Nine platforms that belong to the association had been shielded by the district court’s now-suspended ruling. They are Facebook, Instagram, X, YouTube, Pinterest, Snapchat, Nextdoor, Reddit, and Dreamwidth.
The law, known as House Bill 1126, requires the platforms to make a reasonable effort to verify the age of users.
Under the law, the websites are not allowed to let a minor have a social media account unless he or she has parental consent. Websites also have to make reasonable efforts to prevent minors from accessing social media platforms.
If the law is broken, the state may seek an injunction, a fine of up to $10,000 per violation, as well as criminal penalties under the state’s deceptive trade practices law.
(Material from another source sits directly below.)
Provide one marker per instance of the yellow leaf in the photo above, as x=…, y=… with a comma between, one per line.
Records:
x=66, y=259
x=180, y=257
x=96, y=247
Lynn Fitch, Mississippi’s attorney general, argued in a July 30 brief that House Bill 1126 was constitutional.
Even though the law took effect in July 2024, NetChoice “has not identified anyone with a complaint about accessing any platform, one instance of a platform censoring speech, or any platform that has shut down or had any difficulty complying with” the law, according to Fitch.
The state law does not run afoul of the First Amendment and is consistent with the Supreme Court’s June 27 ruling upholding a Texas age-verification law applying to pornography websites, she said.
The high court’s decision in Free Speech Coalition v. Paxton held that the Texas law “exercises a State’s ‘traditional power’ to protect minors and has ‘only an incidental effect on protected speech,’” Fitch said.
NetChoice argued that people have a right to access social media websites because they contain “vast amounts of protected speech,” quoting the Supreme Court’s 2017 ruling in Packingham v. North Carolina.
Mississippi has failed to show “a direct causal link between” access to the “regulated websites and harms to minors,” the application states. The law’s “blunderbuss approach to regulating online speech” is unconstitutional, according to NetChoice.
The trade association also said it will likely succeed in its argument on the merits and that its members and their users “will suffer irreparable injury without a stay.”
Justice Brett Kavanaugh filed a statement with the high court’s new order saying NetChoice would likely succeed on the merits of the case at a later date.
“Enforcement of the Mississippi law would likely violate its members’ First Amendment rights under this Court’s precedents,” Kavanaugh said.
This article by Matthew Vadum appeared Aug. 15, 2025, in The Epoch Times. It was updated Aug. 16, 2025.